Bernhard’s prose, like Reger’s thoughts, circles the reader, spiralling around, returning unexpectedly and reinforcing its effect.  And what of Reger’s thoughts? These are, seemingly, typical Bernhard “rants” against Austrian society, against nature, against much (though not all) art.

Just as I have always been far happier in art than in nature, nature has, all my life, been uncanny to me, while in art I have always felt secure.

For Reger, who “slipped into art to get away from life,” the tragedy of art is that “at first all young people are receptive to everything, hence also to art, but the teachers thoroughly drive the art out of them.”  It is a self-replicating process, just as Bernhard seems at times to have discovered the secret of perpetual motion with his spiralling sentences that divide and recur, whittling away at Reger’s obsessions.  And we should not be surprised by contradiction; despite his preference for art over nature, Reger observes that “even the most extraordinary work of art is only a pitiful, totally senseless and pointless effort to imitate nature, indeed to ape it.”  Respect for the ‘old masters’ for having more integrity than today’s “kitschy and sentimental” artists is misplaced, because

these people, after all, only painted in order to survive and for money and in order to end up in heaven and not in hell…

The use of three adjectives in the excerpt above (“pitiful, totally senseless and pointless”) is key to the delight I took in Reger’s – in Bernhard’s – rage in Old Masters.  The venom is applied with equal force – turned up to eleven – to everything, from the condition of Vienna’s public toilets (“Vienna is quite superficially famous for its opera, but in fact it is feared and detested for its scandalous lavatories”) to Heidegger, Bruckner and Adalbert Stifter.  Reger’s catalogue of criticism for the last is one of the high points of the book: an hilarious broadside which builds with perfect rhythm and timing for page after page, detonating once or twice in moments that made me laugh aloud (“The fact that the man, towards the end of his life, killed himself changes nothing about his absolute mediocrity.”  That towards the end of his life is perfect and brilliant). And the subtitle A Comedy is not misleading, with wonderful scenes such as the one where an Englishman visiting the museum explains how he has the real White-Bearded Man at home (an heirloom “from the Glasgow aunt”).

There are other traditional novelistic concerns at work here too, and Bernhard sparsely and then fully reveals one aspect of Reger’s life which may explain his disappointment with the world.  He is drawn back again and again to those things which are insufficient to console him.  It also reveals his own limitations even as he roars about the limitations of everything else: just as he abhors his relatives while accepting that “within myself I am all those relatives combined,” so he is a character in a book while acknowledging that “we only love those books which are not a whole, which are chaotic, which are helpless.”   The whole and the perfect, he says, are intolerable. Similarly, “art is the most sublime and the most revolting thing simultaneously,” and Reger himself is a part of the line of humanity which he rails against so energetically.  But, contradictory again, he points out that “I am, you might say, a fanatic for human beings, naturally not a fanatic for humanity but a fanatic for human beings.” While we digest that, the punchline comes: “I have always only been interested in human beings, he said, because in the nature of things they repelled me.”

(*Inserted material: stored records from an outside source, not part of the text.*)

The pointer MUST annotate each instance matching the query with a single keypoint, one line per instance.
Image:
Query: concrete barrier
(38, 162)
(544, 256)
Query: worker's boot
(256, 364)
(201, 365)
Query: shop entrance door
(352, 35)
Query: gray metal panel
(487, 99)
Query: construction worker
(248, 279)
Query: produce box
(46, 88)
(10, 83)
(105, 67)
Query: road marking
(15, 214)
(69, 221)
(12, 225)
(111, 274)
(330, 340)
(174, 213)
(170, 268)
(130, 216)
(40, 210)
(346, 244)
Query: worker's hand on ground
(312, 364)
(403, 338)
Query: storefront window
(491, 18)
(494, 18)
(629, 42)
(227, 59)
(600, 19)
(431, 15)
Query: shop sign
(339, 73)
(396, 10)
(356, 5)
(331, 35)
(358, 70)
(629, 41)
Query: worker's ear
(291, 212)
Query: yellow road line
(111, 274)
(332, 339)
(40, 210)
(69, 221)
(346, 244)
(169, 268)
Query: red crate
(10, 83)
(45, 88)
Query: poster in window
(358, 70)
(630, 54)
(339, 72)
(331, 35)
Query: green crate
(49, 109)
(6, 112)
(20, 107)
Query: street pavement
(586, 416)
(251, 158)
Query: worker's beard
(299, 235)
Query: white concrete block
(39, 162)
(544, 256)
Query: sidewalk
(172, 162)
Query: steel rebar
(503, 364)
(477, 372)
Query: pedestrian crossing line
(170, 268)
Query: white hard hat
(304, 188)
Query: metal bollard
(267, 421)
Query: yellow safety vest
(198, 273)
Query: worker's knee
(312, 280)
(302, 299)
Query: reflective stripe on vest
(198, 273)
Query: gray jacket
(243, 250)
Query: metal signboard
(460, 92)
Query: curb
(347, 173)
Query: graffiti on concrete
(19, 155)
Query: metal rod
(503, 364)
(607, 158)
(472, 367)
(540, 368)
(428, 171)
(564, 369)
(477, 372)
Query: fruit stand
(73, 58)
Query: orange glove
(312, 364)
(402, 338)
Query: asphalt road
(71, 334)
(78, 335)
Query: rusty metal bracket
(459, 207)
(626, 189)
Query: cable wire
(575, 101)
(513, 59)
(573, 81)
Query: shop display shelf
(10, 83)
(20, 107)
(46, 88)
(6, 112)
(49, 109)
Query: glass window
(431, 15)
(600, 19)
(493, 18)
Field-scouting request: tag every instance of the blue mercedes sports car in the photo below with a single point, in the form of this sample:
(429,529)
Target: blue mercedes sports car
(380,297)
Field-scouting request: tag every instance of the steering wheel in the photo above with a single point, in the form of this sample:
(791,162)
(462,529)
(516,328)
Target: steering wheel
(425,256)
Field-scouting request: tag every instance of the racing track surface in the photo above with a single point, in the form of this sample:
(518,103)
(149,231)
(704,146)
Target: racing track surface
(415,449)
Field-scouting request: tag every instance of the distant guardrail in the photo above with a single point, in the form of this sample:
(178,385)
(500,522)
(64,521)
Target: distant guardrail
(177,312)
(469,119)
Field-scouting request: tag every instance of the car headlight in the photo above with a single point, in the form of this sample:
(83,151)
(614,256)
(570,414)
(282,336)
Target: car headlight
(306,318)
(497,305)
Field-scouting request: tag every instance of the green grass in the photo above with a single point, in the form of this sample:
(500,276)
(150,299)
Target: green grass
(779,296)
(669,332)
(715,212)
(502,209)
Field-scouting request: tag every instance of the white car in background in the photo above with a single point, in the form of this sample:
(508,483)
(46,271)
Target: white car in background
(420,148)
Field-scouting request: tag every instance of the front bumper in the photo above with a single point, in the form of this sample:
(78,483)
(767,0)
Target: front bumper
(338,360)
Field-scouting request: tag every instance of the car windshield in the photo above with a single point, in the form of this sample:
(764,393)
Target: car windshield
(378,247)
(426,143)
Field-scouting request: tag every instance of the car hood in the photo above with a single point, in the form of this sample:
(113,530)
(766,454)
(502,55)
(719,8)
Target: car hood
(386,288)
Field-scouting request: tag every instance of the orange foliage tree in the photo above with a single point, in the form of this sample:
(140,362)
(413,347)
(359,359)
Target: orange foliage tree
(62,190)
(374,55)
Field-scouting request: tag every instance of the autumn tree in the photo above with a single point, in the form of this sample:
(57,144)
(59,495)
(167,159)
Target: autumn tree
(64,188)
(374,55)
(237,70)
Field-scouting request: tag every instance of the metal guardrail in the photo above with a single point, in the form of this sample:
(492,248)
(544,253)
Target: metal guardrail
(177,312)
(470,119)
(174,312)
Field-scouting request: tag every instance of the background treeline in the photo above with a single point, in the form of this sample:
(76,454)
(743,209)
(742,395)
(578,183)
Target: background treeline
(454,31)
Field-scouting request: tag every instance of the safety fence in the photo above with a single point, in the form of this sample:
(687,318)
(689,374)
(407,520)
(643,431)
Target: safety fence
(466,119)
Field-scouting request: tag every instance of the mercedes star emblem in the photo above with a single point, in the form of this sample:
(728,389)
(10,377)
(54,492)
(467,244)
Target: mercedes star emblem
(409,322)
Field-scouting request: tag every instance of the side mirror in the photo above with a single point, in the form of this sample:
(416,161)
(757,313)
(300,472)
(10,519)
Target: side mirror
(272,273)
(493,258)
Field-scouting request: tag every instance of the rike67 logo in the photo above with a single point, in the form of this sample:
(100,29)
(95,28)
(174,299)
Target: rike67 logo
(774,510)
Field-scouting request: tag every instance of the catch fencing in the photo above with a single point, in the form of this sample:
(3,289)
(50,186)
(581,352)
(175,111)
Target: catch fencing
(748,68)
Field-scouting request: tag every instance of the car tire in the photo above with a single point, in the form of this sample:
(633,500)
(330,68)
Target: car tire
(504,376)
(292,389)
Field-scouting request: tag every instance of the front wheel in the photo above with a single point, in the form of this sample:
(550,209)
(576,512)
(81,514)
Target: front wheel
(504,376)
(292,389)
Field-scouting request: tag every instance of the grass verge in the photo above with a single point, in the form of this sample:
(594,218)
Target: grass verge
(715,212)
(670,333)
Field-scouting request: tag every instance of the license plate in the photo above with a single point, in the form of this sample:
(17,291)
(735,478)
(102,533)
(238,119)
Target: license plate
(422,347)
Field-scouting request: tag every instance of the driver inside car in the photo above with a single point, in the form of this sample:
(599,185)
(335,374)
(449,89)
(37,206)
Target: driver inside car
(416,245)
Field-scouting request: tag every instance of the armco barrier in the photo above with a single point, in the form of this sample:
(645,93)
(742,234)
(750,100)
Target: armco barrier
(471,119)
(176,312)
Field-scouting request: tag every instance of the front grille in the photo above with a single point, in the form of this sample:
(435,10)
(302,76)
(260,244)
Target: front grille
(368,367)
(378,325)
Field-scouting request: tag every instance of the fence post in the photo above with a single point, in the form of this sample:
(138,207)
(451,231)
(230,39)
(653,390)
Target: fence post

Many of Reger’s agonies sit well with the reader: his views on cultural philistinism in Austria might apply to any country, and who can deny twinges of “what I call art selfishness: where art is concerned I wish to have everything for myself alone … I can scarcely bear the thought that someone else, apart from me, possesses and enjoys the products of these geniuses.”  But it is an unalloyed pleasure that Old Masters will be possessed and enjoyed by others – including me – because of this reissue.  Bernhard, it turns out, is not so hard – and the horrified passion which he and his characters bring to the page in fact is a perfect partner for such high and low comedy.  “The terrible, after all, is always ridiculous.”